Public TV travel host: Legal pot embraced in Europe, overdue in U.S.

The genial host of “Rick Steves’ Europe” served up a hard-hitting and unflinching endorsement of marijuana legalization in Maine Monday.

“Rich, white guys are not getting arrested,” Steves told The Phoenix in an interview at the Portland headquarters of the “Yes on 1” campaign.

Steves shed his persona of European travel host for public television – a persona marked by a soothing, obsequious demeanor.

Meet Rick Steves, civil liberties crusader.

“Anybody who cares about kids knows that the most dangerous thing about marijuana is that it’s illegal,” Steves said.

According to the “Yes on 1” campaign for the Nov. 8 election in Maine, Steves donated $100,000 to the campaign earlier this year.

“The initiative,” proponents wrote, “allows adults 21 years of age and older to possess a limited amount of marijuana, grow a limited number of marijuana plants in their homes, and possess the marijuana produced by those plants. It will remain illegal to use marijuana in public.” The initiative also enacts a 10 percent tax on adult-use marijuana sales, but medical marijuana sales are not subject to the sales tax, according to the campaign.

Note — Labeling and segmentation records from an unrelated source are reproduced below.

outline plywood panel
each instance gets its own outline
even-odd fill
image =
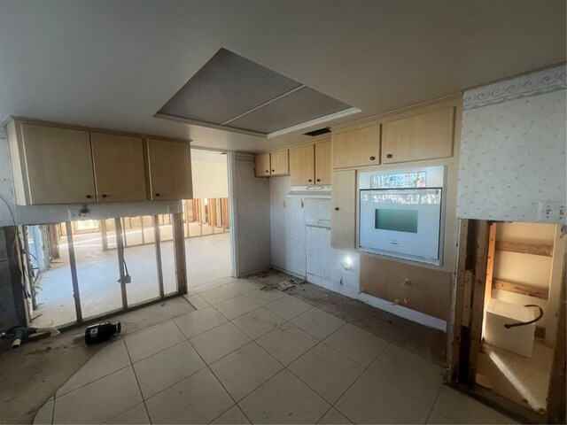
[[[361,291],[417,312],[448,320],[453,274],[393,261],[361,256]],[[409,284],[402,283],[409,280]],[[406,303],[407,301],[407,303]]]
[[[91,133],[98,202],[145,201],[144,139]]]
[[[315,143],[315,184],[330,184],[330,141]]]
[[[148,139],[151,199],[192,197],[189,143]]]
[[[313,144],[290,149],[291,186],[312,186],[315,180],[315,166]]]
[[[22,124],[30,204],[95,201],[88,131]]]

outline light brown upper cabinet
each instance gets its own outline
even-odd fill
[[[97,200],[145,201],[144,139],[90,133]]]
[[[330,244],[354,248],[356,243],[356,171],[334,171],[330,191]]]
[[[454,107],[385,122],[383,126],[384,164],[453,155]]]
[[[312,186],[315,184],[315,166],[313,144],[290,149],[291,186]]]
[[[188,143],[148,139],[148,166],[151,199],[193,197]]]
[[[256,155],[256,177],[286,175],[290,174],[288,150]]]
[[[333,134],[333,169],[380,164],[380,124]]]
[[[89,131],[19,121],[7,129],[19,205],[95,200]]]
[[[269,153],[270,174],[284,175],[290,174],[289,158],[287,149],[276,151]]]
[[[256,177],[269,175],[269,153],[259,153],[256,155]]]
[[[330,141],[315,143],[315,184],[330,184]]]

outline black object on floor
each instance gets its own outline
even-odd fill
[[[122,325],[120,321],[116,323],[105,321],[88,326],[85,329],[85,343],[87,345],[102,343],[110,339],[114,334],[120,334],[121,329]]]

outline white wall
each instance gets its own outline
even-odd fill
[[[271,264],[268,179],[254,176],[254,155],[235,154],[233,220],[237,258],[243,275]]]
[[[291,189],[289,175],[270,177],[270,233],[272,265],[306,276],[306,227],[303,201],[288,197]]]
[[[562,222],[537,210],[566,202],[565,81],[559,66],[465,92],[458,217]]]
[[[60,223],[77,220],[100,220],[113,217],[180,212],[179,201],[112,202],[89,204],[89,215],[80,215],[82,205],[16,205],[10,165],[8,141],[0,139],[0,227],[17,224]],[[7,205],[6,205],[7,203]],[[11,214],[12,212],[12,214]]]
[[[193,197],[229,197],[227,163],[191,161]]]

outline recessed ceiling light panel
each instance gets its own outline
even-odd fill
[[[269,136],[356,108],[221,49],[157,117]]]

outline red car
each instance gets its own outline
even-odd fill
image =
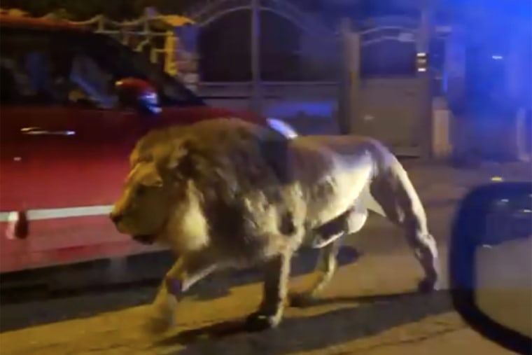
[[[108,217],[135,141],[154,126],[220,116],[267,123],[206,106],[109,36],[31,18],[0,26],[0,272],[146,252]],[[118,108],[125,78],[150,83],[162,111]]]

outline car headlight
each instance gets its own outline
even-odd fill
[[[281,133],[286,138],[295,138],[299,135],[290,125],[279,118],[266,118],[266,120],[271,128]]]

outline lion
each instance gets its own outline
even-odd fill
[[[362,228],[368,210],[401,227],[437,288],[438,250],[423,205],[396,158],[375,139],[355,136],[288,139],[236,118],[150,132],[130,155],[131,170],[110,218],[141,243],[162,243],[178,256],[151,305],[152,331],[172,325],[179,295],[215,270],[260,265],[262,300],[255,329],[277,326],[286,300],[318,297],[336,268],[342,237]],[[287,293],[290,259],[321,249],[318,279]]]

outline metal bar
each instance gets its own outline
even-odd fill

Steves said he spends four months a year in Europe, and “in Europe, a joint is about as exciting as a can of beer.”

For 20 years he has appeared in the travel show on public television, and Steves noted, “My European friends tell me that society has to make a choice, tolerate alternative lifestyles or build more prisons, and they also remind me that we Americans lock up eight times more people per capita as they do.”

Steves pointed to potential benefits from legalization, citing $120
million in annual tax revenue in Washington from the state’s landmark marijuana law.

“It is 2016, Washington and Colorado have legalized, taxed and regulated marijuana, and they have been selling it in very carefully regulated retail outlets for several years, and the numbers are in. The numbers are in, there’s no refuting this, use will not go up; teen use will not go up; crime will not go up; DUIs will not go up. The only thing that will go up is tax revenue,” Steves said.

Not everyone accepts this conclusion.

Smart Approaches to Marijuana, founded by Congressmen Patrick Kennedy, the son of the late Sen. Ted Kennedy, and Dr. Kevin Sabet, a former Obama administration drug adviser, argues that the Colorado and Washington examples are cautionary tales.

“The marijuana industry is likely to be the Big Tobacco of our time. Let's prevent another industry from profiting off of addiction,” SAM
writes.

“These ‘experiments’ in legalization and commercialization have not succeeded,” SAM continues in a paper at https://learnaboutsam.org/wp-content/uploads/2016/02/SAM-report-on-CO-and-WA-issued-17-February-2016.pdf.


“Perhaps unsurprisingly, Colorado now leads the country in past-month marijuana use by youth, with Washington in 6th place. Other states that have since legalized marijuana occupy 4th place (District of Columbia) and 5th place (Oregon). States with ‘medical marijuana’ laws occupy 2nd and 3rd place (Vermont and Rhode Island, respectively).”

“Yes on 1” points to success stories out of the states of Alaska, Colorado, Oregon and Washington where legal pot has gone mainstream.

Steves said agendas drive much of the opposition.

“When you’re a caring citizen trying to sort through all the claims both pro and against Question 1, you’ve got to ask, ‘What’s motivating this person?’ There’s something I call the PPP, the pot prohibition profiteers.”

The Maine initiative allows people to grow marijuana at home to meet their medical needs. Some in Maine’s medical marijuana community may fear a loss of influence.

“I’m not saying the medical marijuana industry in general is this way, but there are people in the medical marijuana industry that will oppose a legalize, tax and regulate law because it will have a negative impact on their bottom line,” Steves said.

(Wellness Connection, Maine’s largest dispensary group, announced support for marijuana legalization in Maine. An opposition group called "No on 1" makes the case that small growers will face a threat from outside forces if the referendum passes.)

Much of the legalization effort stems from concern with the War on Drugs.

“In our country today, we’ve got 20,000 people in prison for nonviolent marijuana crimes, we arrest 700,000 people a year in this country, and in four states it’s legal, taxed and regulated,” Steves said, illustrating the stark differences in direction.

Legislators can fix “glitches” once a referendum passes, he said. In Washington state, legislators reduced tax levels, “we were taxing too high and it was giving an opportunity for the black market to survive,” Steves said. In Colorado, packaging and labeling for edibles had to be refined so “kids could be warned,” he added.

Steves said current law, including the federal standard making marijuana illegal, benefits criminals. "It's a law that's empowering gangs and organized crime," he said.

While in Maine, Steves delivered a talk at University of New England, titled “Marijuana and Civil Rights in America: A European Perspective.”